What are the best books [for programmers] to get into Data Science?


This is a question I get on a frequent basis by colleagues that are serious programmers or software developers and are planning to pick up data analytics. There are three fundamental topics in mathematics that you need to cover, assuming that you are an expert in software development and informatics already: statistics, linear algebra, and machine learning. Therefore, I will recommend one book associated to each of these topics. Even I continue to consult those books as reference material.

There might be a fourth foundation worth mentioning: calculus. I don't really have a recommendation for that, as it never has been essential to my work. As long as you can remember how to do differentiation and integration and solve an ODE, you are pretty much saddled. In other words, fresh high-school knowledge of calculus has always been good enough for me. And there is no need to make any proofs, unless you want to develop your own machine learning methods…

The R Environment

Before presenting the books, let me recommend one tool that you should pick up when doing the books' practical exercises: R. R is the de facto tool for data science today and, as I would predict, the environment that will (is?) put (putting?) S, SPSS, SAS, and a number of other commercial tools into their digital grave. Even banks and insurances are beginning to embrace R, apparently (not sure that's a good thing, though...). R provides a huge ecosystem of packages that lets you quickly explore and test models, inspect your data, develop theories, and visualize results. Any of these points can be extremely tedious with other tools, but a few free and commercial statistics, math, and/or machine learning environments (e.g., MatLab or Octave) might be viable alternatives if you already know them. Python in particular is extremely well suited (maybe even better than R) if you are interested in language processing or neural networks. Overall, I recommend working through the exercises provided by the books with your preferred interactive environment. Just as with programming and software development, only reading about the relevant material will not provide you with the experience needed to actually “do” data science.
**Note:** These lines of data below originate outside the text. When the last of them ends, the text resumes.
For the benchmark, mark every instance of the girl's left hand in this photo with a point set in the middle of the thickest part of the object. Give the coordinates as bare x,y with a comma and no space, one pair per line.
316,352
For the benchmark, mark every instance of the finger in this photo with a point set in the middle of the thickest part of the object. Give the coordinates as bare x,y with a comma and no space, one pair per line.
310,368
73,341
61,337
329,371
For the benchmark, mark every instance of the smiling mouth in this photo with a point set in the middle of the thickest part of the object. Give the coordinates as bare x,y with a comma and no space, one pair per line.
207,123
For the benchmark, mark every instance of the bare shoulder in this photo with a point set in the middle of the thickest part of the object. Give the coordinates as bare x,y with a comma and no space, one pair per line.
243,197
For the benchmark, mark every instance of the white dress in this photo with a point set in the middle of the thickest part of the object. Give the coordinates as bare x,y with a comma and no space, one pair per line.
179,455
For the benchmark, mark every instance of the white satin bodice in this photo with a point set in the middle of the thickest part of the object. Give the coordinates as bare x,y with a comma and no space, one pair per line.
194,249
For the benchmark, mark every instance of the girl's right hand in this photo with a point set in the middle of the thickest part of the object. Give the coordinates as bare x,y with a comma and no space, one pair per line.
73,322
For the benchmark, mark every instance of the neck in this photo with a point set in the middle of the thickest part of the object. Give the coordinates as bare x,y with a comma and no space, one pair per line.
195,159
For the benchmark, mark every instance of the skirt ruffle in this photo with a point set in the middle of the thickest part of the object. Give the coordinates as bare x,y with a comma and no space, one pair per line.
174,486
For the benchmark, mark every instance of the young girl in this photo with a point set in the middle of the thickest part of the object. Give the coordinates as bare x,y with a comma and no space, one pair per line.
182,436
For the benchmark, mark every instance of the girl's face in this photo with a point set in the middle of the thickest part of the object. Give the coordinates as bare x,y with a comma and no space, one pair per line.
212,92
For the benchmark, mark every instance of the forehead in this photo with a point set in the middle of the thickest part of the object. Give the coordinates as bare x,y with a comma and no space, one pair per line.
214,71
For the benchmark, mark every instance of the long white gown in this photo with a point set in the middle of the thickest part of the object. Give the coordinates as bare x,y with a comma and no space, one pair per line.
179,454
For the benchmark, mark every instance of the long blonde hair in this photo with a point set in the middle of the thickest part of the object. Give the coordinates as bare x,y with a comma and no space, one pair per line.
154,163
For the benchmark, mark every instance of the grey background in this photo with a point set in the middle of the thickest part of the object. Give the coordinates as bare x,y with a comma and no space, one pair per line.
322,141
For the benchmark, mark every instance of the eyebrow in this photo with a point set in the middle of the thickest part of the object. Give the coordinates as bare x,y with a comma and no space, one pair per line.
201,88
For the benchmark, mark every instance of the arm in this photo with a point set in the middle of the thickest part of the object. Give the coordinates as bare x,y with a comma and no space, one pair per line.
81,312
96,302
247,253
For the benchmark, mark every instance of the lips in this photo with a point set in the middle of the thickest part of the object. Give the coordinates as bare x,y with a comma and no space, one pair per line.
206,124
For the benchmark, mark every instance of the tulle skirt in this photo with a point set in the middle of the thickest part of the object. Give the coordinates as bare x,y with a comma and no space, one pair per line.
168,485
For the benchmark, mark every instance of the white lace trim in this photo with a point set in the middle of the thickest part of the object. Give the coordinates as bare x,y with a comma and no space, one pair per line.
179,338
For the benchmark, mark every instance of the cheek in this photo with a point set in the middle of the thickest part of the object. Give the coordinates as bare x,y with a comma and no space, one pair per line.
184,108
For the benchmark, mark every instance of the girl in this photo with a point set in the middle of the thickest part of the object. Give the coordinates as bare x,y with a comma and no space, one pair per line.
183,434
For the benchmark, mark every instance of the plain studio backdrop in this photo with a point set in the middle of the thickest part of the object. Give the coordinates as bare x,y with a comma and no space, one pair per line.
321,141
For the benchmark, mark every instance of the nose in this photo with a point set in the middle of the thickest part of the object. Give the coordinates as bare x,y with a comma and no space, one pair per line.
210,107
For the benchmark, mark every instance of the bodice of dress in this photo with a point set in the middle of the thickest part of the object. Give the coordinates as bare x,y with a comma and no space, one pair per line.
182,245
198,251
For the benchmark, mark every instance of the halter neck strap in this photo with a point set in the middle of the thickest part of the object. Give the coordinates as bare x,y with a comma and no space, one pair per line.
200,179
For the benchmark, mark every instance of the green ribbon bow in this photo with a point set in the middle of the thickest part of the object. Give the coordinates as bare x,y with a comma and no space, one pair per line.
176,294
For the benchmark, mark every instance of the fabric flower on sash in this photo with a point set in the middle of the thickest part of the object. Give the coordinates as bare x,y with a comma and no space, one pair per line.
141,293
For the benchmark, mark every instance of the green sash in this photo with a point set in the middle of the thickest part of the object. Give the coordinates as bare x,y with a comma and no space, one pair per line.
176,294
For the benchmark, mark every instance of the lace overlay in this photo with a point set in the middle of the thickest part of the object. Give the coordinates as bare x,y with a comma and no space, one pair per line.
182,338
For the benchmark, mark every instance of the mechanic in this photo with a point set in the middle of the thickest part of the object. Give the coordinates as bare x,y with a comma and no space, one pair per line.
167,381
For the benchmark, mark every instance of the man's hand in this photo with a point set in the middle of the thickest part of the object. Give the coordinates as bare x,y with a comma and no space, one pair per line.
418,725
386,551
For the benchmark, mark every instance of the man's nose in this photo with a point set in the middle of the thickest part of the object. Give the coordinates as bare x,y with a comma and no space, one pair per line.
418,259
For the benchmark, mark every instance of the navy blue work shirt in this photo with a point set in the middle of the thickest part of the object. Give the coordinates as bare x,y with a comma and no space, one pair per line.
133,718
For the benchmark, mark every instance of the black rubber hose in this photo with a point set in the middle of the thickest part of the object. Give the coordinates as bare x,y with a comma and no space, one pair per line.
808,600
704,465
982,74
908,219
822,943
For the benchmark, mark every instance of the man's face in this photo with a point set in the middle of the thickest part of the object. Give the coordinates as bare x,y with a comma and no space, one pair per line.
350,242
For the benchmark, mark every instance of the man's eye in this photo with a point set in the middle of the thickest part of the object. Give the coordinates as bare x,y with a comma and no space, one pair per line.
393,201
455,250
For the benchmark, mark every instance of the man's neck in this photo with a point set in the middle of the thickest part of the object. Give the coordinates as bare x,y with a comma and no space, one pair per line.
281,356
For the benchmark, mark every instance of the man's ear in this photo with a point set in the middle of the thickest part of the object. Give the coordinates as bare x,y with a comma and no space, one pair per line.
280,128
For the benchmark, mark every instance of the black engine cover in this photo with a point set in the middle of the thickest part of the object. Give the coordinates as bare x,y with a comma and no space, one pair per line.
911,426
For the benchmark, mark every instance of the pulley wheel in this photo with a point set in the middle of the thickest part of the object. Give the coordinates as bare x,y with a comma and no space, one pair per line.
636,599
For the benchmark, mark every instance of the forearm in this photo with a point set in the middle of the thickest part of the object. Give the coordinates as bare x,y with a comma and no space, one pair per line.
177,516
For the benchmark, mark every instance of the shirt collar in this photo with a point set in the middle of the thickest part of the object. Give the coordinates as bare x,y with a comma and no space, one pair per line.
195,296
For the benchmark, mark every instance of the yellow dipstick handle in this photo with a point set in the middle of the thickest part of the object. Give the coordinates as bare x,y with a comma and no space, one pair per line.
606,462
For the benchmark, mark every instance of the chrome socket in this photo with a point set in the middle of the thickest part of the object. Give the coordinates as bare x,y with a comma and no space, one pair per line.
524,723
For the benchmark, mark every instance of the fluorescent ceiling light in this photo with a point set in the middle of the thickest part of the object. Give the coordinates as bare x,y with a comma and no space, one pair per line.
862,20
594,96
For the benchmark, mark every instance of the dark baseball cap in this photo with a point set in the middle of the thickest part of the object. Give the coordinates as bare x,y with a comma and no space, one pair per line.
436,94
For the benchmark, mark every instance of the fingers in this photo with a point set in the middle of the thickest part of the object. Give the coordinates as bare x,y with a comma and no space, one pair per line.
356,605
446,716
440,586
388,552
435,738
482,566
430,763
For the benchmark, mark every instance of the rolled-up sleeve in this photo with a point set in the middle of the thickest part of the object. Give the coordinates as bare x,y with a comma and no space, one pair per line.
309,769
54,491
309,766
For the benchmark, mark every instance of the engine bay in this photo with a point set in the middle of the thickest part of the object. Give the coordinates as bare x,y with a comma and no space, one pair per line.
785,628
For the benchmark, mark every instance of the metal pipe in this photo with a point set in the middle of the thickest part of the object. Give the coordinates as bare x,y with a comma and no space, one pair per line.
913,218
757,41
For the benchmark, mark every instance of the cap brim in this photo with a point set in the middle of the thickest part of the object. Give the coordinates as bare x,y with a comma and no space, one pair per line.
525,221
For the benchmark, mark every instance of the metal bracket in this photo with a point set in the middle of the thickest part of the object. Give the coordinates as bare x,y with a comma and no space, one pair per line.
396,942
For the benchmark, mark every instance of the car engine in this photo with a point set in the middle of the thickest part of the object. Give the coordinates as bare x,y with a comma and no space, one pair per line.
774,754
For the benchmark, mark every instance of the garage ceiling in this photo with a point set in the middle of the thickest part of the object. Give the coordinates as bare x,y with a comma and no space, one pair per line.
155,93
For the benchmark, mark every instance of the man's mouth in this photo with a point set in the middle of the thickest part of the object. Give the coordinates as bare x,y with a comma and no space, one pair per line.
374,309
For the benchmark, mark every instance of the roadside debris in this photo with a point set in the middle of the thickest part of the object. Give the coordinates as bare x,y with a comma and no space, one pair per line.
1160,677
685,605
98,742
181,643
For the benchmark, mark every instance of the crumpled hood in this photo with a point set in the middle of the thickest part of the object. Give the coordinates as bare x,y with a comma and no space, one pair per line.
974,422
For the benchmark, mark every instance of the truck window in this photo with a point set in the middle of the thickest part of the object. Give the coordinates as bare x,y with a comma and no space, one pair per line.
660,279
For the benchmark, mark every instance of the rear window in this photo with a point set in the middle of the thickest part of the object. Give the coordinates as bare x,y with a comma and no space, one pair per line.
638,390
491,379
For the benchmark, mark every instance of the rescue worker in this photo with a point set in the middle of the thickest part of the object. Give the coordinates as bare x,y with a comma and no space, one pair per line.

The Statistical Sleuth by Fred Ramsey and Daniel W. Schafer. While there might be “simpler” books around, this one has the most compact and best overview of applied statistics that I have read to date (t and F distributions, ANOVA and multivariate regression, etc.). If you can only read one book or only need to work the statistics angle, then this is “the” book. Most of the machine learning stuff can be understood easily after digesting this book, and I particularly like the very applied approach that Ramsey & Schafer take.

Linear Algebra

Introduction to Linear Algebra by Gibert Strang. Contrary to my statistics recommendation, on this topic there certainly are more in-depth introductory books around, but this one covers all I ever needed. It takes you from the dot and outer product over eigenspaces to Singular Value Decomposition. And, the author is exceptionally gifted at teaching algebraic thinking (The book can be "watched" for free in form of videos of his classes.) As a bonus, the final chapters explain how this material ties in with advanced data science techniques and machine learning models.

Machine Learning

An Introduction to Statistical Learning by James, Witten, Hastie, and Tibshirani. While quite a bit slower moving than the first Hastie & Tibshirani book (The Elements of Statistical Learning), I think it is the better start, and it has a ton of exercises using R. Especially the first few chapters contain discussions about basic aspects that are critical to this line of work, like the bias-variance tradeoff issue to keep in mind when developing your machine learning models. This is an excellent read if the Sleuth above is no longer a problem, as it does assume a solid background on basic statistics, distributions & regression techniques.


After studying these three books, you will be ready to extend your knowledge with domain-specific techniques. That should be geared at what kind of data you want to process: Text mining, time series, bioinformatics, signal processing, etc. and what specific models you want to apply: Neural networks, graphical models, kernel machines, structured equations, etc. In other words, the above three books will not convert you into a data science expert, but they will provide you with an extremely solid foundation so that you can effortlessly study any advanced topics and techniques that will.